Mostly our time was filled by a number of graceless pirouettes mid-stream and the distinct possibility the damned thing might close again before we could line up properly. Once inside the lock area, with the gates safely closed at either end, the barge bobbing like a bathtub ducky, it was necessary to face the next feat of skill: lining up with the blue pole cryptically marked Bassinee Levez (literally ‘raise the water’) and doing something with it.
The first few times, the pole was muddy and slippery and pulling decisively and repeatedly on it did nothing, until the realisation came that we needed to give it a determined upward thrust. This was enough to activate the mechanism on the other end of the lock. As the water levels organised themselves, we had then one of the few times available to sit and collect our thoughts and admire the dogs and goats and garden gnomes and stacks of firewood and other paraphernalia around each lock keeper's cottage, before launching out into the canal itself again.
So if by now you are revising downwards whatever fantasies you may have had about barging through the French countryside, here are some balancing details.
Once the sun came out, and we had quite (well, almost) mastered the business of managing the craft, we found that it was possible to motor along at least as fast as those of us who wanted to cycle on the barge path. These members seemed less than awed by the barge's now largely parallel course to the bank and chose to disembark, scooting off instead to explore whatever villages or ruins lay in the middle distance. My guess is they wanted to escape the possibility of witnessing any further embarrassing antics.
After successfully negotiating a rather long tunnel, built according to the inscription, in 1892, we ultimately tied up near a lock and ate lunch, toasting ourselves in the sunshine, and toasting the whole experience with a bottle of fine Bordeaux.
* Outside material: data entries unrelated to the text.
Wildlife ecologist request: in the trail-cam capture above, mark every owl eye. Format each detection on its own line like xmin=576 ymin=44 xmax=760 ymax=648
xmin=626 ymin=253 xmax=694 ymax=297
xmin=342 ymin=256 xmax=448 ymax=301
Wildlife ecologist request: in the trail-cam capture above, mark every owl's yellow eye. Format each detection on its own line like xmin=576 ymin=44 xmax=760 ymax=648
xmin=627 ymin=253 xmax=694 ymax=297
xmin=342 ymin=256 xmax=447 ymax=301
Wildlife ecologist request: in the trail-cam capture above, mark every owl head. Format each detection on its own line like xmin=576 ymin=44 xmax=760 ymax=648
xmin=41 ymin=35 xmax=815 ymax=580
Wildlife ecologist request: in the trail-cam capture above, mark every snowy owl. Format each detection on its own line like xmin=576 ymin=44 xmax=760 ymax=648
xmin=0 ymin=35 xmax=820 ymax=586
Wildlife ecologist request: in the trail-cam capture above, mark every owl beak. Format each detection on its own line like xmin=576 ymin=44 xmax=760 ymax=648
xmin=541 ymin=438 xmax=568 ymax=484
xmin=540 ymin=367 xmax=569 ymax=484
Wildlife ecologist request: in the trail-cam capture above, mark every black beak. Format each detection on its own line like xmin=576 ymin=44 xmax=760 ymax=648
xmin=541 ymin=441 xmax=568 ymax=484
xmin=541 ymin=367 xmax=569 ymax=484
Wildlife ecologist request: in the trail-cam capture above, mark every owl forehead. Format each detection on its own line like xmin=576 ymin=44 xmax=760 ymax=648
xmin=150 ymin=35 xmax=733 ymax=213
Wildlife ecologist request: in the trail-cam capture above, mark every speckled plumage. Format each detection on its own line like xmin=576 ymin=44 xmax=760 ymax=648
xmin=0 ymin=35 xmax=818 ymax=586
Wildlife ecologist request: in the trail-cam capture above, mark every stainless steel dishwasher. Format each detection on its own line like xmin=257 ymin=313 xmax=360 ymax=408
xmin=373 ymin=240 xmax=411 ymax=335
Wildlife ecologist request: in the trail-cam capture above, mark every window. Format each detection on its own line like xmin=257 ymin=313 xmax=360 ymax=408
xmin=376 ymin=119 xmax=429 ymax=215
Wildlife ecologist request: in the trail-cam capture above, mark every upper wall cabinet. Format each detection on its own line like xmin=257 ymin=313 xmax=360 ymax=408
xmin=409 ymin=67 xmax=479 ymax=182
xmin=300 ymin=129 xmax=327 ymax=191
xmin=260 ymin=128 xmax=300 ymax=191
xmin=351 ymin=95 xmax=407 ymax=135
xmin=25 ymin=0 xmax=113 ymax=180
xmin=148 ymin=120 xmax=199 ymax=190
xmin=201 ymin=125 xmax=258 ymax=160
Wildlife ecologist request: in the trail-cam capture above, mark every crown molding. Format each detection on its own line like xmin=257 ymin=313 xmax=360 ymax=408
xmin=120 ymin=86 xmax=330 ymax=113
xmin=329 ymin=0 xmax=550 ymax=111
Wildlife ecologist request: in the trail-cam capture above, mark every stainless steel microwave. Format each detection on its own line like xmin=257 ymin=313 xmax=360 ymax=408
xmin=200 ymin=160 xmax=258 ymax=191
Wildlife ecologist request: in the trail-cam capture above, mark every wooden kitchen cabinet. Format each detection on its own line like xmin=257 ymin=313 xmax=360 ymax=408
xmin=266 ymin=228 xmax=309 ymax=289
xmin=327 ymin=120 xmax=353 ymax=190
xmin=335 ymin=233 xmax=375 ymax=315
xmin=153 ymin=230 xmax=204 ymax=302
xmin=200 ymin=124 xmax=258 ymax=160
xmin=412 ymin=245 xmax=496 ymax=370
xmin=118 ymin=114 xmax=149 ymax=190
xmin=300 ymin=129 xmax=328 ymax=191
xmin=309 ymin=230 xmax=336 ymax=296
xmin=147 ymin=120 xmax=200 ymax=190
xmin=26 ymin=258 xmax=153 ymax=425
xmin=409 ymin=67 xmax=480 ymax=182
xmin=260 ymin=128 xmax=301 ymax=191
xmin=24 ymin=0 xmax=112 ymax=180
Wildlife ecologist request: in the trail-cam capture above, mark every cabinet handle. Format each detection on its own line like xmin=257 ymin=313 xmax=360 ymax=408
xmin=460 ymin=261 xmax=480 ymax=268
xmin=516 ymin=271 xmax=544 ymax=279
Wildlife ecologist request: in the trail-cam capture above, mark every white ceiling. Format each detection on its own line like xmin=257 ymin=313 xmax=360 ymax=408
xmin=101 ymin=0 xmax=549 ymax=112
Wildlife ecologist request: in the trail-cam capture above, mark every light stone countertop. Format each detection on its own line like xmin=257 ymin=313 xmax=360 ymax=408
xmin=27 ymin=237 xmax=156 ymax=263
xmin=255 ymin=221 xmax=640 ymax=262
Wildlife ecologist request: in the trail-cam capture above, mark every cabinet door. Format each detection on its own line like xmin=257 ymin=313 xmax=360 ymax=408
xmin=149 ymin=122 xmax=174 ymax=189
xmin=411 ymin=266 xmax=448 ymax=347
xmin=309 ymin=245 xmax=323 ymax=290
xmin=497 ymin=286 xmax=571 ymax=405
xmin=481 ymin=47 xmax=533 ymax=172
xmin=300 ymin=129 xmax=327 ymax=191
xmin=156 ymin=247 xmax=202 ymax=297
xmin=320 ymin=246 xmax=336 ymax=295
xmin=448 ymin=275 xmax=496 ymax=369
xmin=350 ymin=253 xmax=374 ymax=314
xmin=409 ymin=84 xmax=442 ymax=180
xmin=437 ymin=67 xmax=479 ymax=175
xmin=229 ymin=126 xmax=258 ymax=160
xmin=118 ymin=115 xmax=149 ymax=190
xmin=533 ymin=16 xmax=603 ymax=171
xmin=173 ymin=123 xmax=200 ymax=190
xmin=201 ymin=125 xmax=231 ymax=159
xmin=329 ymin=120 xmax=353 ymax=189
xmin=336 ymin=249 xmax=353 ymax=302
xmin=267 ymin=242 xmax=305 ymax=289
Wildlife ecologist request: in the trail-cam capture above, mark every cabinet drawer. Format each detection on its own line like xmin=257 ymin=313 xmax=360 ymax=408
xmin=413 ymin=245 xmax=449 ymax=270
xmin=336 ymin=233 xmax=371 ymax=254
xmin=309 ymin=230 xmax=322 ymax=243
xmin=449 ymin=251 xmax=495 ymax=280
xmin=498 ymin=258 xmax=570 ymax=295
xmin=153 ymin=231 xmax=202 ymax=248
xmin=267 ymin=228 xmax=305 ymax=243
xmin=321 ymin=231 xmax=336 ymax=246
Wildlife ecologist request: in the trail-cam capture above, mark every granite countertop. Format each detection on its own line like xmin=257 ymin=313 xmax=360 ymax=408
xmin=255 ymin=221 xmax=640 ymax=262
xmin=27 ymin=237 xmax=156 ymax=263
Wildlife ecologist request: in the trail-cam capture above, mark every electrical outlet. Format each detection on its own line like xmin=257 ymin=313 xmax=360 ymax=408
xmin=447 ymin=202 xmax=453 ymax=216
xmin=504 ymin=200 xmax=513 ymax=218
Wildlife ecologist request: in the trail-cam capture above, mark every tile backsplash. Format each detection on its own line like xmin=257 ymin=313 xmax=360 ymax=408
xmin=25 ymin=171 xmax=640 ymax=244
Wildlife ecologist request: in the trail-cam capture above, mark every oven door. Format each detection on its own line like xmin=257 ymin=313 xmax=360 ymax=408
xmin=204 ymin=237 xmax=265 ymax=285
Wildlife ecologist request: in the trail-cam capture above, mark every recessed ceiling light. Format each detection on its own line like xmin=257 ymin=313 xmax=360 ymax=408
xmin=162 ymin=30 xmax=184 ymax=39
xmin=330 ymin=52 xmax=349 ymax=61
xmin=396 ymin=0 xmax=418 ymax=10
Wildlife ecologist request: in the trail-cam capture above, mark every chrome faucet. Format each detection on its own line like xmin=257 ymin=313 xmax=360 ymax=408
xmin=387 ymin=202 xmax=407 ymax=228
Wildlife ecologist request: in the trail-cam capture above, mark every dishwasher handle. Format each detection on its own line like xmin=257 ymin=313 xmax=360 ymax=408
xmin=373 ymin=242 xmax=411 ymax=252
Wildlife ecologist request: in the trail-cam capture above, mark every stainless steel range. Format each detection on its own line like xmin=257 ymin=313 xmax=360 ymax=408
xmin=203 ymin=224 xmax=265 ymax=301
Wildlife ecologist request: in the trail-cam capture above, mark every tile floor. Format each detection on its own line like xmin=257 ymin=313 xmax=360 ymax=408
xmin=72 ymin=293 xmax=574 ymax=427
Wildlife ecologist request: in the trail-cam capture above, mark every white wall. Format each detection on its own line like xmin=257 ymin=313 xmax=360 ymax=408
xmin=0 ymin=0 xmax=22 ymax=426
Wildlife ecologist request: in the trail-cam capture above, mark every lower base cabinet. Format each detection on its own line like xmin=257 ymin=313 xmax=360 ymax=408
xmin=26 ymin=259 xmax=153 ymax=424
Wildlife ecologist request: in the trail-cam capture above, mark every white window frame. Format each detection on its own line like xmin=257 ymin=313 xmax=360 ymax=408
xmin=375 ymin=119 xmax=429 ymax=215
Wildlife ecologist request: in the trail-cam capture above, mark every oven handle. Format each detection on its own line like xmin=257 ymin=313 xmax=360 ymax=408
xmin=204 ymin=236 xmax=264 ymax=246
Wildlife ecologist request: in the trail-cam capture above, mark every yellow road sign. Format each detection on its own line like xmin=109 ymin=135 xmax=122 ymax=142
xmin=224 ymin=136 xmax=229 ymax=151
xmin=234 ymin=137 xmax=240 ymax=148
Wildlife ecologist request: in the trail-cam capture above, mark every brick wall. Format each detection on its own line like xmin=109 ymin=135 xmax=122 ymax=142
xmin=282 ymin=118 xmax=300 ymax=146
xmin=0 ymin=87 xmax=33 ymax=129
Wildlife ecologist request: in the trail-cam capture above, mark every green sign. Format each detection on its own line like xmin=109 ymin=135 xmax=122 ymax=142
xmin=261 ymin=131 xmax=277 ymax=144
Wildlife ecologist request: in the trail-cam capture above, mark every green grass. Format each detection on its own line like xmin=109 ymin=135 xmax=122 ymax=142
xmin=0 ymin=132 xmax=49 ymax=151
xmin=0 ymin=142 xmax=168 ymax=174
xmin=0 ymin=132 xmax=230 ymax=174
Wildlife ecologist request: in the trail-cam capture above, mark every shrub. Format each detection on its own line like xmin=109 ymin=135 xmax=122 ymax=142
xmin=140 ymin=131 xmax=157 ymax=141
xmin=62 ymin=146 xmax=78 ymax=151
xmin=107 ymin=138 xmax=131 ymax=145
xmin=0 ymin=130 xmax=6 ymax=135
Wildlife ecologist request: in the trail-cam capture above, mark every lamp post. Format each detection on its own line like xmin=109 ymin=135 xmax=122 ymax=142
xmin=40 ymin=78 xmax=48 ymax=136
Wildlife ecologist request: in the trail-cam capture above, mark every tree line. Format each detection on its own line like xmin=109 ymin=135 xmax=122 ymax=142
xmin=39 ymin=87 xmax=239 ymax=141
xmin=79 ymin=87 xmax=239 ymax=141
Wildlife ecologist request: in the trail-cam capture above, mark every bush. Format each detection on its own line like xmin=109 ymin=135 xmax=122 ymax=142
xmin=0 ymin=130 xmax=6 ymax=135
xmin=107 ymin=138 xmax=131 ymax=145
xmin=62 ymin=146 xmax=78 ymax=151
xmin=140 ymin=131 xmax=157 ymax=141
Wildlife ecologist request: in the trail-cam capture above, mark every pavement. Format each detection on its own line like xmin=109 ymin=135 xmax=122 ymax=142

Dogs yapped in a nearby village, the odd jay flew overhead, while a drift of blossom which had scattered somewhere upstream floated past.
In broad daylight, our penichette, the Sauville, looked benign and exactly what it was: a reliably sturdy (well, it had to be, given the thrashing people like us gave it on a daily basis) and, yes all right, a pleasurable way to reach places you'd never be able to see any other way.
And to do things you never could elsewhere too, we decided. After all, consider circling at random on a French freeway and see how long you last!
With more time, as many true holiday-makers have, we should have pushed on much further and had endless practice in 'levez-ing the bassinee' pole at the total of 46 locks over the 106 kilometre length of this canal.
We'd missed out on all that, but what the hell, all good things have to come to an end. At least the next night we all slept more soundly.